La voce narrante è coerente con l’ampiezza del disegno. Ne "Il signor Bovary" l’immedesimazione nella figura principale (altalenante e ambigua come tutti i bisogni umani) era motivata da un redde rationem legato a quanto di più intimo si possa concepire, il desiderio, e nasceva soprattutto da un approcio problematico con la scrittura, che è rivelazione mai salvifica del disagio. In "XXI Secolo" la resa dei conti ha assunto dimensioni planetarie, dato che l’Occidente ha sempre preteso di essere l’ombelico del mondo e la ricerca di senso diviene così pressante che si impone un tipo di narrazione capace di abbracciare il singolo e la collettività. Si moltiplica lo sguardo, dunque, perché si moltiplicano i naufragi.
Zardi è stato sempre affascinato dal concetto di limite perché in esso, come in una consustanziazione laica, si attua in pieno la natura umana.
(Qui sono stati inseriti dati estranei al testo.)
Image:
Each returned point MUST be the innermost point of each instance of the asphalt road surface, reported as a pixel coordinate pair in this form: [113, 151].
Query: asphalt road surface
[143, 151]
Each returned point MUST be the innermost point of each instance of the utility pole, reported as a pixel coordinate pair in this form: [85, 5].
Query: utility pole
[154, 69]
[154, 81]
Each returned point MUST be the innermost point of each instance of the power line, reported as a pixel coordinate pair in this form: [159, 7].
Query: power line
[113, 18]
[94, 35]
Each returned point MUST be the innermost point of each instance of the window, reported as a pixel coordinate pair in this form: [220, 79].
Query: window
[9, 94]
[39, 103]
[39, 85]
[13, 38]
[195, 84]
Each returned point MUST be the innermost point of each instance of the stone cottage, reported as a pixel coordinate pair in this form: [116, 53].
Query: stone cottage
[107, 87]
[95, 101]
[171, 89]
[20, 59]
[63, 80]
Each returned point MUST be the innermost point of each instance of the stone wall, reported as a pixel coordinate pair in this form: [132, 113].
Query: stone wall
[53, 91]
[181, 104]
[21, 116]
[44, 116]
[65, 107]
Il limite gravoso che qui viene continuamanete riproposto è quello di una logica soffocata dai suoi stessi tentativi di individuare, rivelare, decifrare. Anche il rapporto con l’informazione -la vicenda del fantino vittima di un incidente, le notizie dal mondo- conduce su una falsa pista, perchè quella che vorrebbe essere un’ottica multipla, in grado di cogliere a ogni livello la complessità, è in realtà la messinscena di qualcosa di cui si è persa la ragione ultima.
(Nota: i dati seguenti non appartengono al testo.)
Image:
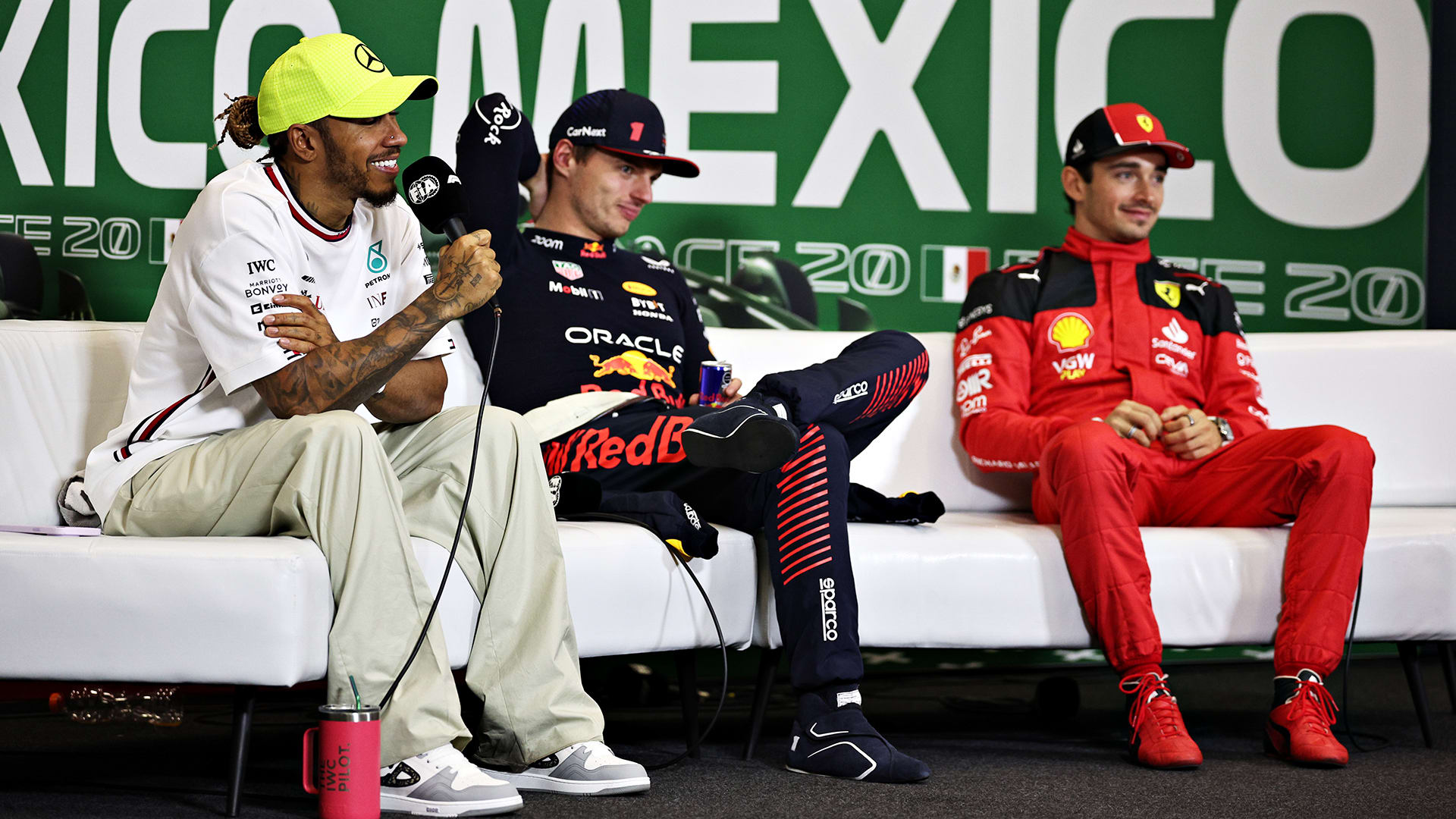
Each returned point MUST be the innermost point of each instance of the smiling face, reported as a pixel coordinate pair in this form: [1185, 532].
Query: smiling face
[604, 190]
[1122, 200]
[362, 158]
L’Occidente collassa perché su di esso si accartoccia il suo limite, che è pretesa di imporre un’omologazione del pensiero e del comportamento, ma pretendere che i rapporti siano traducibili in chiare equazioni, in un sistema di causa ed effetto non conduce da nessuna parte. Non si può ingabbiare un magma di sensazioni in una categoria. Ecco allora che al limite inteso come superbia di ridurre il mondo a se stessi se ne contrappone un altro, accolto a fatica e con disperata fiducia, che dalla coscienza della propria fragilità fa germogliare la possibilità di riscrivere la propria storia. Quel che confina in una condizione può divenire un varco per aprire su quella stessa condizione occhi nuovi e riviverla al di fuori di parametri soffocanti. Zardi non regala mai facili approdi o scorciatoie consolatorie. Non sappiamo se l’amore sarà una via d’uscita. Possiamo solo comprendere che quello che ci sottrae alla barbarie scaturisce da quelle stesse viscere che ci spingono verso il baratro.